56. Gold Brick, Jon Langford (ROIR, 2006)
Chicago-dwelling Welsh expatriate Jon Langford is one of rock’s most prolific artists. While perhaps best known as a member of the Mekons from the Leeds punk class of ’77, Langford has made nearly three dozen albums with his other groups the Three Johns (’82-’90), traditional country collective the Pine Valley Cosmonauts, and cowpunk sextet Waco Brothers, as well as a multitude of collaborations with other songwriters. Along with his tireless musical schedule, Langford is an accomplished visual artist; his paintings often depict other musicians, particularly the country and western acts who have inspired his own music since the Mekons shifted away from punk in the late ’70s. Not until ’95 did Langford get around to issuing an LP under his own name; Misery Loves Company—credited to “Jonboy” Langford, along with the Cosmonauts—is a ramshackle but loving set of Johnny Cash covers (like his painting, Langford’s music often celebrates country artists). With ’98’s Skull Orchard, a pop-tinged set of songs in honor of his Welsh homeland, Langford delivered his first true “solo” album, not hinging on collaboration or homage. He would issue three more in the Aughts; works like Mayors of the Moon (’02, backed by Canadian alt-country group the Sadies) and All the Fame of Lofty Deeds (’04) are serviceable roots-rock albums melding cuttingly literate writing, amiable humor, and a keen insight to America’s cultural landscape. Langford’s next solo work, though, would take a confident and ambitious stride forward.
For Gold Brick, Langford took temporary leave of his usual solo label Bloodshot for NYC imprint ROIR, which had previously released Mekons and Three Johns one-offs. Subtitled Lies of the Great Explorers, or Columbus at Guantanamo Bay, it is an examination of post-9/11 American malaise and the impacts and shifting priorities of globalization. Its first half focuses on individuals: the subjects of Little Bit of Help are “programmed for survival”; Workingman’s Palace chronicles the pressing need for escape, usually “where the Old Style light still shines”; Invisible Man illustrates regular folks’ 21st-century uncertainty, overlooked “like a pin in a map or dust on the screen.” The title track addresses modernity’s solitude (“You leave home but you never leave home/Drive for miles in a car on your own”) and bland conformity (“The boring and phony/Are rocks for the lonely/To climb up on.”). The second half dissects the U.S. mise en scène: Gorilla and the Maiden depicts Cold War Chicago’s incongruities of strip joints, Nazi marches, and investors who “paw at a city served up in chains”; Tall Ships imagines the vessels that carried many to the New World, now simply “carrying cargo/that nobody needs.” An orchestrated cover of Procol Harum’s ’69 tune Salty Dog bridges the halves, in this context another depiction of immigration. The finest piece is closing track Lost in America.
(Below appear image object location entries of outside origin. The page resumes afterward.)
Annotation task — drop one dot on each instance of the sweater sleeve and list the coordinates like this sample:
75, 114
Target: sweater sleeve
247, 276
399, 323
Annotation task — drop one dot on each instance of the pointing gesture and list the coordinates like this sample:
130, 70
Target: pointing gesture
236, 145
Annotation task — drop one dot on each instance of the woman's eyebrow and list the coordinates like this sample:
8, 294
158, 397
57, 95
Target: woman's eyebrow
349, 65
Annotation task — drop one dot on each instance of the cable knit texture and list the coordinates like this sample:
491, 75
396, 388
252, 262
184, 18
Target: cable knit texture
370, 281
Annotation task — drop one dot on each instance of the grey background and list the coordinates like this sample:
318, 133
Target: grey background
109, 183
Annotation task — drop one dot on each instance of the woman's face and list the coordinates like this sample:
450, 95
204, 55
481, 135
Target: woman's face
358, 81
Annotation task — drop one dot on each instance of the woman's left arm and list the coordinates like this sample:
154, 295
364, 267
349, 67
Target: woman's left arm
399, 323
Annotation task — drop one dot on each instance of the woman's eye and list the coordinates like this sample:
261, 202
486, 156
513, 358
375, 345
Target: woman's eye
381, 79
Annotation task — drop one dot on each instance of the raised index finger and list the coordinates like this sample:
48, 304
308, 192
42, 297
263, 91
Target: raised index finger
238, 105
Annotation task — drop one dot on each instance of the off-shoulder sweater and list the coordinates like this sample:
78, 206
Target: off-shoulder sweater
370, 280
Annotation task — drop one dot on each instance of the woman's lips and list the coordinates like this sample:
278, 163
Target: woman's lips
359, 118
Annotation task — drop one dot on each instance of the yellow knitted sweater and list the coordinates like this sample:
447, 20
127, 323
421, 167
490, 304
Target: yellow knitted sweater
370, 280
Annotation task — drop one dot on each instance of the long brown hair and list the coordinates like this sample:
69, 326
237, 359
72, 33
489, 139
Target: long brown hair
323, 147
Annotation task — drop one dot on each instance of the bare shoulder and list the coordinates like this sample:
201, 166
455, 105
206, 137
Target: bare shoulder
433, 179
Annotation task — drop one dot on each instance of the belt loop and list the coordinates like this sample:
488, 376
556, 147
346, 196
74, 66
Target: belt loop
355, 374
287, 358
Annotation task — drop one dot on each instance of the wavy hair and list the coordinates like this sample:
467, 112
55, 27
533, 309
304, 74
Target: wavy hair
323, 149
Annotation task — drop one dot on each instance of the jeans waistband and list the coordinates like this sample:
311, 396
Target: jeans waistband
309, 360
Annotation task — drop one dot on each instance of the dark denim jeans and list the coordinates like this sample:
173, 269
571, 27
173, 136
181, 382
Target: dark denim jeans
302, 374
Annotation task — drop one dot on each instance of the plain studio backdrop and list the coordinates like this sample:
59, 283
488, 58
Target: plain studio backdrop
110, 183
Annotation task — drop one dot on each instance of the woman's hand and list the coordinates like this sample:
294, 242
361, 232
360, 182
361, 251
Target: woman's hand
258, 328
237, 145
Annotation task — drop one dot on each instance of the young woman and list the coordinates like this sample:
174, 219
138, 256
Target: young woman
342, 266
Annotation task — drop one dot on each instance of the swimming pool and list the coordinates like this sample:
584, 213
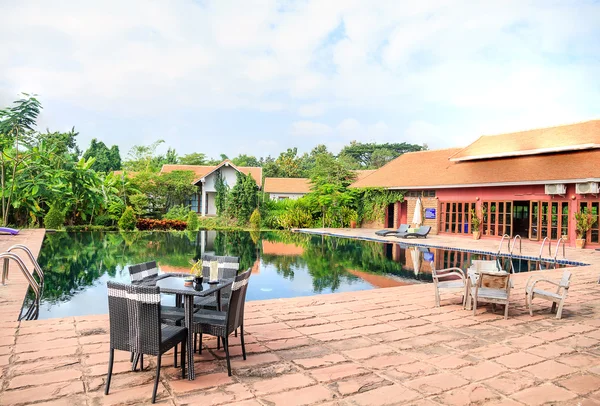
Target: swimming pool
78, 265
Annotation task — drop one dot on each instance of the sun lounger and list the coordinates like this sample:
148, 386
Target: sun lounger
402, 229
420, 233
6, 230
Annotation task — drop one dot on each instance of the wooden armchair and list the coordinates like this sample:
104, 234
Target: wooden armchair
451, 279
491, 287
558, 297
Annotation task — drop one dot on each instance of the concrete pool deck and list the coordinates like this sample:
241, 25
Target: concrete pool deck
378, 347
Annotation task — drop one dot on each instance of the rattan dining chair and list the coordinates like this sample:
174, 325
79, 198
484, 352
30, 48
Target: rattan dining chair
228, 268
146, 274
135, 326
222, 323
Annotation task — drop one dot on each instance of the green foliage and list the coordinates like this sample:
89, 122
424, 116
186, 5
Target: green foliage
295, 217
373, 156
255, 219
55, 218
222, 193
374, 201
127, 221
177, 213
242, 199
584, 221
195, 158
107, 160
193, 221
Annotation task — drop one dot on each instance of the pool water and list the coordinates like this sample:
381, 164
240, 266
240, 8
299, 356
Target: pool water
78, 265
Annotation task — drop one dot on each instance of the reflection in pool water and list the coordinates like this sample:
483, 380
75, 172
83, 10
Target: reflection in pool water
78, 265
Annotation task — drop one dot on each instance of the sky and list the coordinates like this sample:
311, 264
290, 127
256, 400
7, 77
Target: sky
257, 77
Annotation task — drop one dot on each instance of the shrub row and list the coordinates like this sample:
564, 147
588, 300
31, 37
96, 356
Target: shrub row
150, 224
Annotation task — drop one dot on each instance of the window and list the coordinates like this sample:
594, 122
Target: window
421, 193
497, 218
593, 207
456, 217
549, 219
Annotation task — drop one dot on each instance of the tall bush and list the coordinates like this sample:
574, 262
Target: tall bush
127, 221
55, 218
255, 219
193, 222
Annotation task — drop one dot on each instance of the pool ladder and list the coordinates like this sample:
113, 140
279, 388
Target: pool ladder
33, 311
560, 241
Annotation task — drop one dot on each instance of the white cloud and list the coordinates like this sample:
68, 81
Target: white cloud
446, 69
310, 129
312, 109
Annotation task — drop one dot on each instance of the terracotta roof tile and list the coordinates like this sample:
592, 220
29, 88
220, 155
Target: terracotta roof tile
570, 137
287, 185
431, 169
201, 171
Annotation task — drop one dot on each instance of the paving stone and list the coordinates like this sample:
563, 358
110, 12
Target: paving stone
543, 394
549, 370
467, 395
581, 384
386, 395
518, 360
300, 397
434, 384
336, 372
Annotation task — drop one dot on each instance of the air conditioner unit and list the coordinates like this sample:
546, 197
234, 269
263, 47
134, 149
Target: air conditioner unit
557, 189
585, 188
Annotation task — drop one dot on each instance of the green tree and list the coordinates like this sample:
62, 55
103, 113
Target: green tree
107, 160
16, 125
242, 199
245, 160
195, 158
127, 221
222, 193
362, 153
142, 158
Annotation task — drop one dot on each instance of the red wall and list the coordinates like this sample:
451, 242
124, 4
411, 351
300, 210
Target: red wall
531, 192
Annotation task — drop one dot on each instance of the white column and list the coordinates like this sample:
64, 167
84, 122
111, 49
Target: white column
203, 209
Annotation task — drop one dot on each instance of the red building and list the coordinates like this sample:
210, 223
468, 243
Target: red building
528, 183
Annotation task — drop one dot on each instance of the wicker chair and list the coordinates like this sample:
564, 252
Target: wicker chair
147, 274
451, 279
222, 323
491, 287
558, 297
135, 326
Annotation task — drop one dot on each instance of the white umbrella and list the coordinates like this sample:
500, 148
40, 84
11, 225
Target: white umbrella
417, 216
416, 257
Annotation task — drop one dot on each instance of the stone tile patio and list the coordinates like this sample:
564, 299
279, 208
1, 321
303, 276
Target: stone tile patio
380, 347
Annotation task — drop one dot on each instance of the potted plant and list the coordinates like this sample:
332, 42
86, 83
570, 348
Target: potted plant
475, 224
584, 220
197, 272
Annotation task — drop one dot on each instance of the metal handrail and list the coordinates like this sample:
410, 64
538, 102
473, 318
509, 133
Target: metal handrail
558, 246
7, 256
542, 248
502, 241
514, 243
36, 266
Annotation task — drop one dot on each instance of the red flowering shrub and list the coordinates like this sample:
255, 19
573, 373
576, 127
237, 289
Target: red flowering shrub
150, 224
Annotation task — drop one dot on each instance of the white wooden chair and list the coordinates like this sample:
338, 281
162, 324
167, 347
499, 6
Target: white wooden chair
558, 297
477, 265
451, 279
491, 287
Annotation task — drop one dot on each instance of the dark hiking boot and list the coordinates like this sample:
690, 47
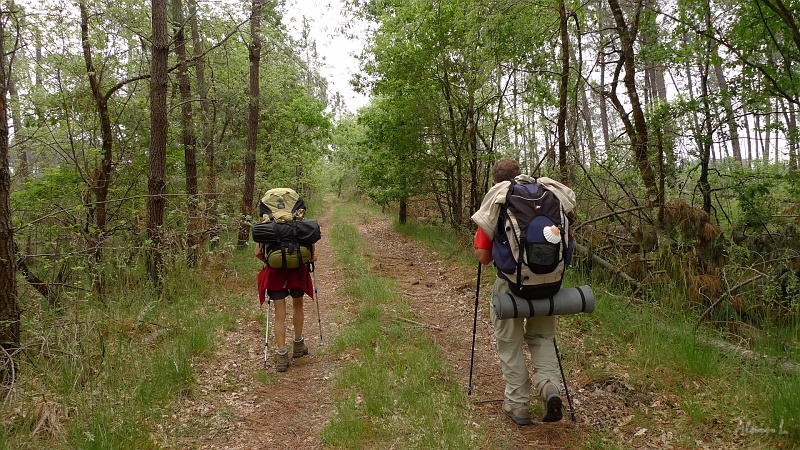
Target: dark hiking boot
300, 348
518, 412
551, 399
282, 359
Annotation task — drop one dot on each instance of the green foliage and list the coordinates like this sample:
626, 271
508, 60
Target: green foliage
380, 390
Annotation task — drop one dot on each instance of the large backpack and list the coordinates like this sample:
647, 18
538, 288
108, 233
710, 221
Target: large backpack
287, 237
532, 244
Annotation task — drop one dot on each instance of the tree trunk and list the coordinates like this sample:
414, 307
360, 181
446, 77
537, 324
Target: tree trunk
9, 308
188, 135
21, 168
403, 213
100, 179
602, 68
639, 140
208, 130
561, 120
733, 128
793, 135
158, 142
252, 127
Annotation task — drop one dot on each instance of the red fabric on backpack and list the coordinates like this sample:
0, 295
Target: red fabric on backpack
280, 279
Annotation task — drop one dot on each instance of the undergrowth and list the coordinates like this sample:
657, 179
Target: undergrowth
395, 391
99, 372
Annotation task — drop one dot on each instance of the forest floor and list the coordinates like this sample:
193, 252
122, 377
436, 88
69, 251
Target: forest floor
239, 404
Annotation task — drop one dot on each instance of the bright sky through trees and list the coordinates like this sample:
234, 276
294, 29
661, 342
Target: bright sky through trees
326, 20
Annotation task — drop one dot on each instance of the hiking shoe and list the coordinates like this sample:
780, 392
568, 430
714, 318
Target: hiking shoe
551, 399
518, 412
300, 348
282, 360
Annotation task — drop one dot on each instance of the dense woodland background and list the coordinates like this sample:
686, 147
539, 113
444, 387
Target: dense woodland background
136, 137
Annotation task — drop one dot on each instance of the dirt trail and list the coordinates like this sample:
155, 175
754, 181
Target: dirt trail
231, 409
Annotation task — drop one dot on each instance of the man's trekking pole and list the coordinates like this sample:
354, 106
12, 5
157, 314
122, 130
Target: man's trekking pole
316, 298
266, 334
474, 327
566, 389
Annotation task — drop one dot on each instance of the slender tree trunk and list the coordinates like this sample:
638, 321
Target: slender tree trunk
561, 121
602, 67
100, 179
21, 168
733, 128
188, 134
639, 139
252, 126
158, 142
793, 136
208, 127
9, 308
749, 140
705, 138
767, 135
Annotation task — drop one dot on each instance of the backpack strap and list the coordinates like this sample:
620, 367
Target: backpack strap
522, 242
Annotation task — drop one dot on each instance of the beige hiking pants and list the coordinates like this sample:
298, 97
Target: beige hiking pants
511, 334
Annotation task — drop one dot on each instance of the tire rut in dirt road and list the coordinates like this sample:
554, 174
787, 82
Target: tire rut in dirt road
234, 408
442, 295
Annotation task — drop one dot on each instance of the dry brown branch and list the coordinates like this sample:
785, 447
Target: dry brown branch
423, 325
607, 265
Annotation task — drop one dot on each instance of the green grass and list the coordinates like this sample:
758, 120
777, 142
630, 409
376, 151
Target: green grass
395, 390
101, 372
657, 346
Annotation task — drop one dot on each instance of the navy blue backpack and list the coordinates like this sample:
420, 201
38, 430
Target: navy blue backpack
532, 244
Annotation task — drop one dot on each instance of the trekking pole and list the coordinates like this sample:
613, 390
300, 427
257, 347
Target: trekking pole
316, 298
474, 327
266, 334
566, 389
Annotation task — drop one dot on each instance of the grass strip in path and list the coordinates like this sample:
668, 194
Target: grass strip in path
395, 390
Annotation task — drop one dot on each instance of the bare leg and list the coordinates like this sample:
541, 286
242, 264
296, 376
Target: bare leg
297, 317
280, 323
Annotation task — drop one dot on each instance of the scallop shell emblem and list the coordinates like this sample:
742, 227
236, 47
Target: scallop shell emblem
552, 234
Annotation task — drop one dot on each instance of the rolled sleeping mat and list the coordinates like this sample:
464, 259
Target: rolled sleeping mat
573, 300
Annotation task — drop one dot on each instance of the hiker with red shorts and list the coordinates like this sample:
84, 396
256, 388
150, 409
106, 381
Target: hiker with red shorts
513, 333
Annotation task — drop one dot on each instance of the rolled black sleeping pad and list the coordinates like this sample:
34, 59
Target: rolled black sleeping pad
308, 232
573, 300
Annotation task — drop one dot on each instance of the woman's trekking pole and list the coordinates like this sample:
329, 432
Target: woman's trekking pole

Composed for National Public Radio’s show of the same name and, in best Langford populist fashion, performed with musicians he found in the classifieds, it charts a course from pre-Colonial days to an imagined present where Columbus is detained by security and left to watch daytime TV, his mind reeling from the soulless progression of cartoons, game shows, and news-magazine exposés. An astounding expository achievement, it should reassure anyone mistaking Gold Brick for a mere indictment of America: “We’ll turn the planes around today/And make them fly the other way/’Cos we know we’re all here to stay/And you know where you are/When you’re lost in America.” Gold Brick examines a nation of proud individuals who may be a little worse for wear but who still believe in an American dream. It is Langford’s finest solo album to date and among the best work of his entire career.
Highlights: Lost in America, Gold Brick, All Roads Lead Back to Me, Invisible Man
Sublime bit: The beautiful arrangement of the title track, particularly Pat Brennan’s piano and Jean Cook’s violin lines.